The average collection period is one of the activity ratios which measures the relationship between accounts receivable and average credit sales per day. Activity ratios help businesses to measure how efficiently various accounts are converted into sales or cash. Other activity ratios include average payment period, total asset turnover and inventory turnover analysis.

It calculates how efficiently accounts receivable are collected. It indicates the quality of debtors of the business (how promptly debtors pay their bills as they come due). It is also referred to as the average age of accounts receivable, debtors collection period ratio or a collection ratio.

The formula to calculate the average collection period ratio is as follows:

Average Collection Period = Accounts receivable/Average sales per day

The figure for accounts receivable is obtained from the balance sheet and the figure for sales is obtained from the income statement. Sales must be further adjusted to credit sales, by excluding cash sales. Further, credit sales must be divided by the number of days per year to finally obtain average sales per day (average credit sales per day).

Average sales per day = Credit sales/365

# Example calculation

Assume Heroic Company has accounts receivable of \$750,000 and credit sales of \$4,050,000. Heroic Company has credit terms of 30 days.
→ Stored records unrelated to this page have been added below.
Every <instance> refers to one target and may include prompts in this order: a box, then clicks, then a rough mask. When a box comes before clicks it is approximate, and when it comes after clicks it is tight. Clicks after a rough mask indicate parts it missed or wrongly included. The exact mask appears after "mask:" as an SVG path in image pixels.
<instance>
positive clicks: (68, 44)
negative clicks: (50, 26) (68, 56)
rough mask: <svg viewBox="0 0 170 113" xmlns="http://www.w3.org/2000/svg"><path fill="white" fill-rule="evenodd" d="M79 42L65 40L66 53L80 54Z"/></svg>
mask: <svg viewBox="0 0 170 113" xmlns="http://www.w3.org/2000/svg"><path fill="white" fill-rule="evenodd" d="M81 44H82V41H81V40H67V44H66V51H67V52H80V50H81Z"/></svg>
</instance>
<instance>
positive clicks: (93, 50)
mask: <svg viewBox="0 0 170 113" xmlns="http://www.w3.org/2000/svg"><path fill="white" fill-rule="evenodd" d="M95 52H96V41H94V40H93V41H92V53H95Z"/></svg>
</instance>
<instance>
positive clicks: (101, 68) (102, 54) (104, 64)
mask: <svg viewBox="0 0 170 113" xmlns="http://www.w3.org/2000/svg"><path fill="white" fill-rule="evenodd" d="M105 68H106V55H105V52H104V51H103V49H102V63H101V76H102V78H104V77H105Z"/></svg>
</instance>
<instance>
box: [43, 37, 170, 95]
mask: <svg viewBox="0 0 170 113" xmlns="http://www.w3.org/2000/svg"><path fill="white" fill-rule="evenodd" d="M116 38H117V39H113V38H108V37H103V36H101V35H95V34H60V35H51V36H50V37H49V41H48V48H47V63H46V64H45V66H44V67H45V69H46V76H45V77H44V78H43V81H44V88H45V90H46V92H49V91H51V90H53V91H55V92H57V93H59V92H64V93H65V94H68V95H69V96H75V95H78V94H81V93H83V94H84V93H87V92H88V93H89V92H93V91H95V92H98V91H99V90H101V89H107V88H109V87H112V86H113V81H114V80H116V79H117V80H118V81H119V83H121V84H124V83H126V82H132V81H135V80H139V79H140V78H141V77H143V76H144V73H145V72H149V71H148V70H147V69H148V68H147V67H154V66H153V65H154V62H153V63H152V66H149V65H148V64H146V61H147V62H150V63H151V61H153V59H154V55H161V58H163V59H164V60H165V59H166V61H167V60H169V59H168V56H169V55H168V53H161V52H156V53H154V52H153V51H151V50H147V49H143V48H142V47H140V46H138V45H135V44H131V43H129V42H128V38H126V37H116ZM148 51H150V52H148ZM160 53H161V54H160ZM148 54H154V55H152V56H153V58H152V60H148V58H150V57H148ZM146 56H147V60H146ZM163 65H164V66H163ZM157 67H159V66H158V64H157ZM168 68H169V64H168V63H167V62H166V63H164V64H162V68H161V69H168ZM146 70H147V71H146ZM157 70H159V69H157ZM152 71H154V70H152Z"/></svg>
Assume 365 days year.

The average collection period of Heroic Company is calculated as follows:

Average sales per day = Credit sales/365

= \$4,050,000/365

= \$11,095.89

Average collection period = \$750,000/\$11,095.89=67.6 days = 68 days.

It takes on average 68 days to collect the accounts receivable. However, the credit terms of Heroic Company is 30 days. This means that company’s customers have 30 days to settle their accounts.

In light of this information, it is evident that collection of accounts receivable and/or process of granting the credit to customers is inadequately managed. The performance and processes of credit and collection departments should be investigated to draw further conclusions.